We read with great interest the article by Buti et al.1 about the optimum duration of treatment for genotype 1–infected slow responders in the SUCCESS trial; however, we disagree with the authors' conclusion that 48 weeks of therapy with peginterferon and ribavirin, instead of 72 weeks, should remain the standard of care.
Although the trial was multicenter, only 159 slow responders were generated from 133 centers, with an average of 1.2 patients enrolled per site; this weakened the study considerably. Moreover, it is not clear why patients' fibrosis and insulin resistance scores were not reported; disparate numbers of patients with these traits may have skewed response rates. Furthermore, because the authors excluded patients weighing more than 125 kg, the results cannot be extrapolated to these patients either; ironically, these patients are more likely to be slow responders because they are treatment-resistant.
We were likewise disappointed by author misstatements in the discussion.
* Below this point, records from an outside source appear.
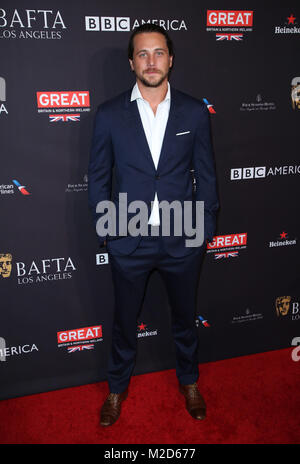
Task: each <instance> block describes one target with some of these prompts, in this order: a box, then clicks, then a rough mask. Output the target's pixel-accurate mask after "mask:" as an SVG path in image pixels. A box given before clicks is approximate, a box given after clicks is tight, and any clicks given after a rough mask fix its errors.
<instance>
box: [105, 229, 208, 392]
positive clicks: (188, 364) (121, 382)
mask: <svg viewBox="0 0 300 464" xmlns="http://www.w3.org/2000/svg"><path fill="white" fill-rule="evenodd" d="M120 240H122V239H120ZM204 248H205V245H203V246H201V247H200V248H194V251H193V252H192V253H191V254H189V255H188V256H184V257H181V258H174V257H172V256H170V255H169V254H167V253H166V251H165V250H164V248H163V241H162V239H161V237H160V236H157V237H155V236H148V237H142V239H141V241H140V244H139V246H138V247H137V248H136V250H135V251H134V252H133V253H131V254H130V255H125V256H119V255H113V254H112V253H110V252H109V260H110V264H111V271H112V279H113V286H114V297H115V312H114V322H113V329H112V346H111V351H110V356H109V362H108V384H109V388H110V391H111V392H112V393H121V392H123V391H124V390H125V389H126V388H127V386H128V385H129V382H130V377H131V374H132V371H133V369H134V366H135V359H136V350H137V335H136V327H137V319H138V316H139V313H140V310H141V306H142V302H143V297H144V294H145V289H146V284H147V280H148V277H149V274H150V272H151V271H152V270H153V269H157V270H158V272H159V273H160V275H161V277H162V279H163V282H164V284H165V286H166V290H167V295H168V299H169V304H170V307H171V315H172V334H173V337H174V342H175V353H176V375H177V378H178V380H179V382H180V383H181V384H184V385H187V384H191V383H194V382H196V381H197V380H198V375H199V373H198V357H197V349H198V334H197V330H196V325H195V315H196V297H197V287H198V279H199V273H200V267H201V263H202V259H203V255H204Z"/></svg>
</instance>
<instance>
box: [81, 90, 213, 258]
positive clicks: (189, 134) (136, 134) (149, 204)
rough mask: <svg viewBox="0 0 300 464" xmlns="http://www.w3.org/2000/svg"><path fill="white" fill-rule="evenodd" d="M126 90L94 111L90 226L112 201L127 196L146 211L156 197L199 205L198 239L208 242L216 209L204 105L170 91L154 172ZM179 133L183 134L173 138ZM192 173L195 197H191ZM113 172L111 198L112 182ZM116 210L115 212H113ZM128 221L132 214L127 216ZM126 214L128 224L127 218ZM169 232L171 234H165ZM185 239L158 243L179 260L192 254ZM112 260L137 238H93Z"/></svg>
mask: <svg viewBox="0 0 300 464" xmlns="http://www.w3.org/2000/svg"><path fill="white" fill-rule="evenodd" d="M131 90H132V89H130V90H128V91H126V92H124V93H122V94H121V95H118V96H117V97H115V98H113V99H111V100H109V101H106V102H104V103H102V104H101V105H100V106H99V107H98V110H97V113H96V116H95V121H94V131H93V138H92V145H91V151H90V162H89V169H88V186H89V188H88V190H89V207H90V209H91V211H92V214H93V219H94V224H95V225H96V222H97V220H98V218H99V217H100V214H99V213H98V214H97V213H96V206H97V203H98V202H100V201H101V200H111V199H112V200H113V201H114V203H115V204H116V206H118V194H119V193H121V192H122V193H127V201H128V203H130V202H131V201H134V200H143V201H144V202H145V203H146V204H147V205H148V208H149V209H148V211H149V215H150V212H151V201H153V200H154V196H155V192H157V195H158V200H159V201H163V200H167V201H169V202H172V201H174V200H179V201H180V202H182V204H183V202H184V201H186V200H192V201H195V200H201V201H204V208H205V215H204V237H205V240H206V239H207V240H208V241H211V240H212V238H213V235H214V232H215V225H216V212H217V209H218V207H219V203H218V195H217V186H216V173H215V166H214V157H213V149H212V140H211V129H210V118H209V112H208V110H207V107H206V105H205V104H204V103H203V102H202V101H200V100H198V99H196V98H193V97H191V96H189V95H187V94H185V93H183V92H180V91H178V90H176V89H174V88H173V87H172V86H171V89H170V90H171V105H170V112H169V118H168V122H167V126H166V131H165V136H164V140H163V144H162V149H161V153H160V158H159V163H158V166H157V169H155V165H154V163H153V160H152V156H151V152H150V149H149V146H148V143H147V139H146V135H145V133H144V129H143V125H142V121H141V118H140V115H139V111H138V107H137V102H136V101H132V102H131V101H130V97H131ZM181 132H188V133H187V134H184V135H181V136H178V135H177V136H176V134H178V133H181ZM191 169H193V170H194V178H195V181H196V191H193V190H194V189H193V178H192V175H191ZM113 171H114V181H115V182H114V183H115V185H114V187H115V188H114V192H113V193H112V177H113ZM117 209H118V208H117ZM132 215H134V214H132ZM132 215H130V214H128V221H129V220H130V218H131V216H132ZM171 230H172V228H171ZM187 238H190V237H186V236H185V235H184V234H183V235H182V236H181V237H178V236H174V234H173V235H171V236H169V237H163V240H164V246H165V249H166V250H167V252H168V253H169V254H170V255H171V256H174V257H180V256H185V255H188V254H190V253H192V252H193V251H194V250H195V249H194V248H192V247H190V248H189V247H186V246H185V240H186V239H187ZM99 239H100V245H103V242H104V239H106V242H107V249H108V250H109V251H110V252H111V253H113V254H119V255H120V254H121V255H128V254H130V253H132V252H133V251H134V250H135V249H136V247H137V246H138V244H139V241H140V239H141V236H137V237H133V236H130V235H128V236H126V237H117V238H116V239H115V238H113V237H112V238H110V237H109V236H107V235H106V236H104V237H99Z"/></svg>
Regarding our randomized trial of slow responders, the authors stated that the majority of our patients were African American. Actually, the majority of our patients were Caucasian. Regarding Ferenci et al.'s trial of slow responders, the authors did not accept the subjects as true slow responders because some were aviremic between weeks 4 and 12. Actually, more than 100 true slow responders were separately analyzed [the sustained virological response (SVR) rates were 29% and 35% for 48 and 72 weeks of treatment, respectively].
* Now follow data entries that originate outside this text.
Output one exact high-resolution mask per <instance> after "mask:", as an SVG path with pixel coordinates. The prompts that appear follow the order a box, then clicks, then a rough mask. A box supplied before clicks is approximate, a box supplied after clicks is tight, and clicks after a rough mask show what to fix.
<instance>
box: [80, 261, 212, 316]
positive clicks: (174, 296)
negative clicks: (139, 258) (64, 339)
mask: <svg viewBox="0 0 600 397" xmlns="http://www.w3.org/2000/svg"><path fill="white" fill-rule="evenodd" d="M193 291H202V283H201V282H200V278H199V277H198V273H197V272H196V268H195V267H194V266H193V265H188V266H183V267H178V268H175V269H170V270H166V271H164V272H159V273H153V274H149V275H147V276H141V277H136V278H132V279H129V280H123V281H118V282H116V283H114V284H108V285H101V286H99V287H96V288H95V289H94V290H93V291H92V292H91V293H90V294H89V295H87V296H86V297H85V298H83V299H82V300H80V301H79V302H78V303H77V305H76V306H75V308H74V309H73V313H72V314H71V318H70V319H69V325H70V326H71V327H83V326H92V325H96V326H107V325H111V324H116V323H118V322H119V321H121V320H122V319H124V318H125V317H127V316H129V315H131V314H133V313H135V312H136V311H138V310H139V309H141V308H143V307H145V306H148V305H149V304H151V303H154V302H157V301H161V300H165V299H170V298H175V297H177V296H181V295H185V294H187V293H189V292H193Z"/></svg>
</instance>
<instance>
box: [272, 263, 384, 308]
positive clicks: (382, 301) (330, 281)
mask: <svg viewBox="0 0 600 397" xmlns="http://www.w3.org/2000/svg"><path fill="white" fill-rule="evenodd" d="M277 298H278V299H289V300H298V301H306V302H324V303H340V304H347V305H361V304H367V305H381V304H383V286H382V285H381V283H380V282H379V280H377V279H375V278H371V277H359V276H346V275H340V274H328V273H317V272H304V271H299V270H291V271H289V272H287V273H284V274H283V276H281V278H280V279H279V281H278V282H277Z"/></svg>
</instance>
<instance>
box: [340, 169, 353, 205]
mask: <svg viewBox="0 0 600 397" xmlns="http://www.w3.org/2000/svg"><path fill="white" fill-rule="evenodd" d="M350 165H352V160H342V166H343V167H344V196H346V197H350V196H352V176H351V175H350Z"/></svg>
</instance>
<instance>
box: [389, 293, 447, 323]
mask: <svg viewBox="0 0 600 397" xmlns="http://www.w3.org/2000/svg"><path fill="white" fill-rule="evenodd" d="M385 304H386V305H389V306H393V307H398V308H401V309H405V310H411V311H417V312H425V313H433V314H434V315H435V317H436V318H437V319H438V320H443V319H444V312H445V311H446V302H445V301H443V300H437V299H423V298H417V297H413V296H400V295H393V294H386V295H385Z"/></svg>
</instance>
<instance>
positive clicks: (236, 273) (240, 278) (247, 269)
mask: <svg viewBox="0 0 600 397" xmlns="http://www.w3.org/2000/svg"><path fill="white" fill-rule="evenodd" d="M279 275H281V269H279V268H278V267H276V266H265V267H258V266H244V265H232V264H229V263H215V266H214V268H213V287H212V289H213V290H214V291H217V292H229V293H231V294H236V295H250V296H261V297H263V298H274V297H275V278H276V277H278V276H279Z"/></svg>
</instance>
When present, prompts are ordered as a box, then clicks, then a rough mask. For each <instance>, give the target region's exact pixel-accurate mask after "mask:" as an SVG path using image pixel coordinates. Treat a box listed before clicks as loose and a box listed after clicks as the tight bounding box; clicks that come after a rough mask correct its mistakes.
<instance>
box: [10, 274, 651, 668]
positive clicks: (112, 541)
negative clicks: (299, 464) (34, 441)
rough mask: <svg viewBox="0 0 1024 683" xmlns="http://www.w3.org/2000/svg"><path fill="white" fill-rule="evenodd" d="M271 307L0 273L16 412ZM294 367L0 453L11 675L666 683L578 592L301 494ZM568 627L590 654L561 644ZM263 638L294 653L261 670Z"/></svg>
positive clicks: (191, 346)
It is surprising that a recent analysis from SUCCESS was not discussed: some of the same authors4 demonstrated that patients who achieved a 2- to 3-log drop in their hepatitis C virus RNA levels at 12 weeks benefited from therapy extension (the SVR rates were 47% in the 72-week arm and 25% in the 48-week arm). Sarrazin et al.5 presented an analysis from the individualized treatment strategy according to early viral genetics in hepatitis C virus type 1-infecte patients (INDIV-2 trial), in which slowly responding patients who became aviremic on treatment after week 12 had better SVR with 72 weeks of treatment versus 48 weeks. In fact, the extension strategy may work best if slowly responding patients are treated for a finite time after aviremia is achieved. In a randomized study of extended therapy from Japan,6 the authors determined that the optimal duration of treatment-induced viremia suppression for best effecting an SVR is 44 weeks. Finally, 72 weeks of therapy beat 48 weeks in slowly responding patients with a genotype 1b infection and especially in those with variants in the hepatitis C virus core region.7
Because the SUCCESS trial enrolled a paucity of patients per site, included no African American patients or patients weighing more than 125 kg, and did not report the numbers of patients with insulin resistance and advanced fibrosis, how could its sweeping conclusion be generalizable to all slowly responding patients? We do not believe that the SUCCESS trial has closed the door to therapy prolongation for slow responders and strongly disagree with the authors that the current American Association for the Study of Liver Diseases guidelines, which allow for treatment extension in slowly responding patients, require reevaluation.